Best time to fish for trout is 3rd or 4th day of a warm front with moderate temperatures in May and June with a slight breeze. Those days are not far off. If you trout fish, pick a river with lots of trout like the Pine River in Osceola, Lake and Wexford counties, the Pere Marquette river or rivers that cannot be named. Your best chances to catch trout are in these months. Not much chance of frostbite.


----------



## icefishermanmark (Mar 2, 2005)

fished from 10:15-1:15 today and ended up with 19 gills. Some were pretty good sized pushing 8 inches, and one over 9 inches. I'm loving this cold!!


----------



## sfw1960 (Apr 7, 2002)

I agree Ray.
I have some fish in the freezer and I've been out before the cold snap - so I at least got to scratch the itch recently .
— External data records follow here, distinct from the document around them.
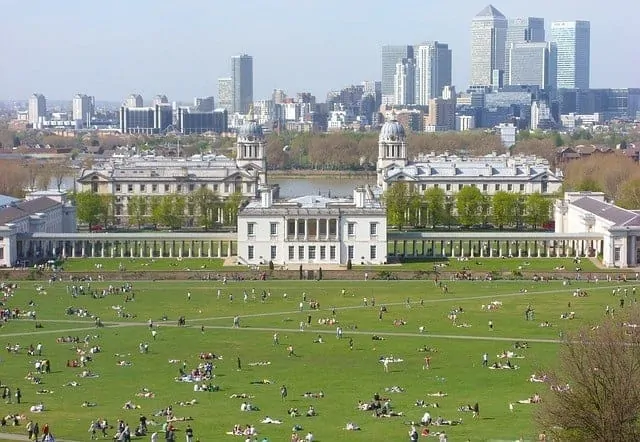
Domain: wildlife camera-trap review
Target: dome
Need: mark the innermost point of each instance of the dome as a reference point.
(392, 131)
(250, 131)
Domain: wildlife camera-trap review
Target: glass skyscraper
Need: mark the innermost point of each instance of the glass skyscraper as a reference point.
(573, 41)
(488, 40)
(242, 82)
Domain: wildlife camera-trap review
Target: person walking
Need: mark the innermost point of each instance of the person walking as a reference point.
(189, 433)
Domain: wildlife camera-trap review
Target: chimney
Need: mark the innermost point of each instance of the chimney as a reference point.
(266, 197)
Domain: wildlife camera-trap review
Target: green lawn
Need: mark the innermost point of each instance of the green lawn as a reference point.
(344, 375)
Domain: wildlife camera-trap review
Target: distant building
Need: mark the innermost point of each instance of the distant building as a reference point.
(391, 56)
(83, 109)
(488, 45)
(573, 41)
(37, 109)
(313, 230)
(47, 211)
(225, 94)
(242, 82)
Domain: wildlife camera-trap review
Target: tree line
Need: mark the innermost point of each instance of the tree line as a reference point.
(202, 208)
(407, 207)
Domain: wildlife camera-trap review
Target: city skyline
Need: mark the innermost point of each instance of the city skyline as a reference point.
(321, 61)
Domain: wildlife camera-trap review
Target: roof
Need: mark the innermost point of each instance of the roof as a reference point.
(25, 208)
(608, 211)
(490, 12)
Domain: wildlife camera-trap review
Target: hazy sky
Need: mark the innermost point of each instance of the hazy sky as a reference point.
(180, 47)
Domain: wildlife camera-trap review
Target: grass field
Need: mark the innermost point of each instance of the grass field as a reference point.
(345, 376)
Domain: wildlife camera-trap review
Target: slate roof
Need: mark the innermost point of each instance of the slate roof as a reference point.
(609, 212)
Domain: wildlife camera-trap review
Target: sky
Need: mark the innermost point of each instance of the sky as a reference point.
(179, 48)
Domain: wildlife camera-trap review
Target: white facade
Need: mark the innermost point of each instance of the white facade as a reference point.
(40, 212)
(588, 212)
(488, 40)
(313, 230)
(573, 42)
(490, 173)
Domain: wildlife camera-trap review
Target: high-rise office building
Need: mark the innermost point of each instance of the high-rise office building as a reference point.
(204, 104)
(488, 40)
(242, 81)
(82, 108)
(573, 41)
(522, 30)
(405, 82)
(533, 64)
(433, 70)
(37, 108)
(134, 100)
(225, 93)
(391, 56)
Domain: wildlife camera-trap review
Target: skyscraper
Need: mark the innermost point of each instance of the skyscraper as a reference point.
(522, 30)
(488, 40)
(433, 70)
(242, 82)
(573, 41)
(225, 94)
(405, 82)
(391, 56)
(37, 108)
(82, 108)
(533, 64)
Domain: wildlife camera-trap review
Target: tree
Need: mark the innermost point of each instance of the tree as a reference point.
(137, 207)
(504, 208)
(629, 195)
(537, 209)
(601, 365)
(90, 207)
(397, 201)
(434, 201)
(468, 202)
(206, 203)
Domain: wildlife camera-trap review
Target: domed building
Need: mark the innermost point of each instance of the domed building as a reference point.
(392, 149)
(250, 151)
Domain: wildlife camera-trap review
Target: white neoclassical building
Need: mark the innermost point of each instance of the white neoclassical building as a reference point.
(590, 213)
(313, 230)
(490, 173)
(46, 212)
(127, 176)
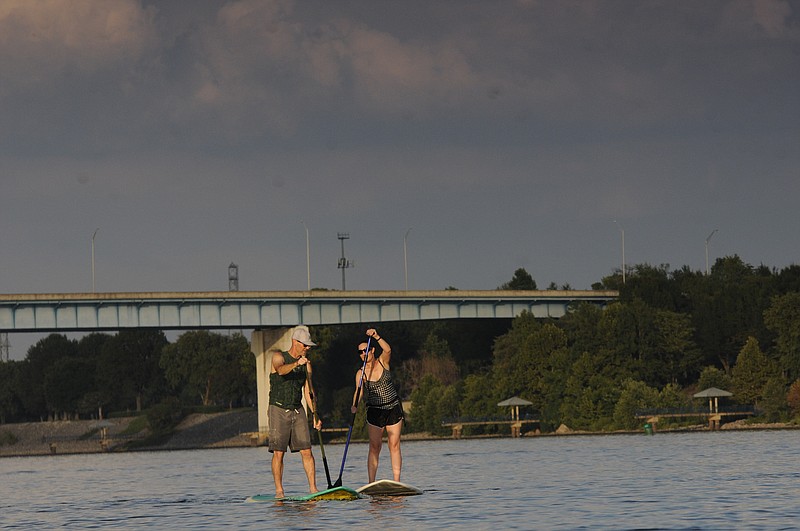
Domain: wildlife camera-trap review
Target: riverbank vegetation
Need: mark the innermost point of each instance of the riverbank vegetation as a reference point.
(670, 334)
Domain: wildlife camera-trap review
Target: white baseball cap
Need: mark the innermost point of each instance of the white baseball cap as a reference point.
(302, 335)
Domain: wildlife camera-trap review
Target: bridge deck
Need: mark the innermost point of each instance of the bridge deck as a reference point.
(260, 309)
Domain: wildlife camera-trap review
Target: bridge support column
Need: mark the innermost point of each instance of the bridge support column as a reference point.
(263, 343)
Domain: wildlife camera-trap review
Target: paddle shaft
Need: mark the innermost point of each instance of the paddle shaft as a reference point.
(353, 420)
(319, 432)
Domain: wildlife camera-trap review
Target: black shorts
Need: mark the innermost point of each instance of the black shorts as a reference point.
(380, 418)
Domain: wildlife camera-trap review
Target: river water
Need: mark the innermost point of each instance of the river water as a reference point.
(719, 480)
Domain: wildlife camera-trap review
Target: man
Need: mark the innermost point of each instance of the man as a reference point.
(288, 424)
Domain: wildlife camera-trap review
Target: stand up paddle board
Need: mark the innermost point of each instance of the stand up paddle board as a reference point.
(387, 487)
(336, 493)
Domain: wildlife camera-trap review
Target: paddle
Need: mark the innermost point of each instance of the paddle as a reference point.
(319, 432)
(338, 482)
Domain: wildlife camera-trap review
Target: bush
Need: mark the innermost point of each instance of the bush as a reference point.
(7, 438)
(165, 415)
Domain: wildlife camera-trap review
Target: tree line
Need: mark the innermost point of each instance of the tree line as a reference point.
(670, 334)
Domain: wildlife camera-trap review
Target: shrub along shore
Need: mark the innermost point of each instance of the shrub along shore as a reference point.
(203, 430)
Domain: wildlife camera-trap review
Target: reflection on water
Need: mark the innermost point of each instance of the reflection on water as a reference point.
(698, 480)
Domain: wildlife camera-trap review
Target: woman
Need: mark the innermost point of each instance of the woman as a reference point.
(384, 410)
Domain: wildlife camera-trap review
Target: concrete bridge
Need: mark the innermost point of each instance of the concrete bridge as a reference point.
(272, 314)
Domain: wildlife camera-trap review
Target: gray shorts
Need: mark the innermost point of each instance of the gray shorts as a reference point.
(288, 428)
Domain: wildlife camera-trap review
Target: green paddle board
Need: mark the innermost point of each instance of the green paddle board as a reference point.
(387, 487)
(336, 493)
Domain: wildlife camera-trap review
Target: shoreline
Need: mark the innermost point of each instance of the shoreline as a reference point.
(234, 429)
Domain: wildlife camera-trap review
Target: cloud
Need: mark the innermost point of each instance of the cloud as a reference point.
(40, 40)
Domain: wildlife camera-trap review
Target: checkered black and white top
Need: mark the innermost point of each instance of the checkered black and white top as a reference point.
(381, 393)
I can recall being with a friend on Angel Lake 10-15 years ago on a Christmas Day hiding behind a "permanent" plywood shanty from the blustery conditions and bitter wind chills. One of us would tend rods for Crappie while we took turns flip-flopping our gloved hands like hotcakes on the top of a Coleman Double Mantle Lantern , pausing just long enough to put some heat into the gloves , but not to singe the material of the gloves. Back & forth we went snatching nice 11" class fish pausing long enough to notice the "creaking" of our finger joints slowly turning to stone , we were as interested in seeing a spring bobber bend down as getting our next turn at the lantern for putting warmth & movement back into our bones...........
I think they reported something like -22F wind chills that day.
We didn't take many fish that day - but they were all quality fish , and that fond memory will probably never wane in my mind anytime soon.
It's not to say that I'm never going to do things like that again - but now at least I think twice before I do it.
:lol:
The wind can be a a pain - but it also can give you some great benefits.

:fish2:


----------



## catfishtom210 (Jan 8, 2003)

The last post reminded me of a time on Mitchell's Bay. I drove up there alone during the week to fish (3+ hours). No taxis and there were white-out conditions. I tried to set up my Clam and bent a pole from the wind pulling the skin so hard. I packed back up and headed in. I stopped to talk with a guy who was fishing alone outside. He pointed downwind to a guy just pulling his shanty back after it blew away when he got out to "see a man about a horse"! You could barely make the guy out in the white-out.

The thing is this guy was catching some nice perch. I drilled some holes and set my shanty base upright like a suitcase. I sat on the ice with my heater between my legs and started catching nice perch. I think I toughed it out for an hour or so and don't remember how many I caught......maybe 15-20. When I gave up there was a 30" drift that had formed on the windward side of the shanty base. Same conditions made the country road drive to the highway a real adventure. This was when I had an old Nissan Maxima with a homemade rack on top to hold the shanty! Ahhh....memories!


----------